Aggressive penetration of workstream collaboration platforms in the enterprise has shifted over 50% of team communications to these collaboration platforms. Yet nearly 33% of all organizations still lack the capability to prevent or deter an insider incident or attack related to workstream collaboration applications. As insider accidents and inadvertent data breaches increasingly become the norm, investing in strong collaboration security has never been more vital.
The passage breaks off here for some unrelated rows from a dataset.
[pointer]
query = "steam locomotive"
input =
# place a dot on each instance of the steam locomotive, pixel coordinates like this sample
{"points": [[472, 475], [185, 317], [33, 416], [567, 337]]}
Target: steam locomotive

Mitigating risk in the workstream collaboration space covers a large surface area because it goes beyond traditional file and email data loss prevention (DLP) to include newer data types like chat streams, comments, meeting transcripts, etc.
Addressing collaboration security isn’t just another information security checkbox: apply too lax of a policy, and your business data will be at risk, but if too strict of policy is used, your business data will be driven into shadow IT solutions. The end goal of collaboration security is the art of achieving the right balance of usability and security, a balance that varies from company to company.
Why Collaboration Security is Unique
Preparing a framework and strategy is just the beginning. Collaboration and communication platforms pose constant risks that need to be monitored, measured, and managed efficiently. While it’s possible to apply a manual solution to this problem (e.g., address exposures through human intervention), such an approach is not sustainable or scalable. Approaching collaboration security effectively and efficiently requires intelligent software not only to manage problems as they occur but also to mitigate risk before an incident ever happens.
THE THREE M’S OF COLLABORATION SECURITY
The traditional model of controlling user and application policies, as well as permissions, have been found to be too cumbersome or over-reaching in the modern digital workplace. The normal IT top-down governance approach can sometimes cause users to shift to some level of shadow IT solution as a workaround.
One new InfoSec approach being advocated encourages enterprises to be much more forgiving regarding how they allow user behavior to initially dictate policy, and to then subsequently manage and remediate collaboration issues after the fact.
This is what ConnX AI-SECURE calls the Three M approach (Monitor, Measure, and then finally Manage) to collaboration security, which introduces a much more cooperative process for creating and implementing collaboration security policies. The model is a “trust but verify” approach used to monitor and measure behavior, first watch how users are using the WSC platform, and then decide if the usage pattern fits comfortably within the InfoSec framework for the organization.
Certainly, there will always be a minimum level of common-sense policies that get put in place from Day 1 to protect the organization. However, for grey areas which quite often arise with new technologies (such as workstream collaboration), this Three M approach is proving to be effective in applying gentle manipulations to steer and coax employees toward a set of IT decisions and policies, rather than pushing users towards the adoption of unapproved platforms and applications.
Measure: Based on the analytics provided by the software tools, IT can compare the risk exposure profile that it sees with the pre-defined Workstream Collaboration policy. This then allows IT to measure and report on whether any corporate policies are being violated.
Manage: Both IT and end-users can jump into action to either remediate or to create a new policy if governance standards are being exceeded. In many cases, with proactive systems, either pre-defined workflows or AI workflows from software tools will be initiated well before any human touch or intervention is necessary.
CONCLUSION
As IT and security teams battle an influx of unsanctioned tech, the manual work required to effectively manage users while mitigating risk is becoming increasingly complex and time consuming. With the traditional security perimeter growing increasingly porous, threats are no longer purely external — 91% of organizations feel vulnerable to insider threats.
Collaboration security is not just important — it’s paramount. To properly embrace collaboration security, IT and security teams should look to collaboration security tools that make it easier for users to take the right actions while streamlining the organization’s governance of workstream collaboration platforms as a whole.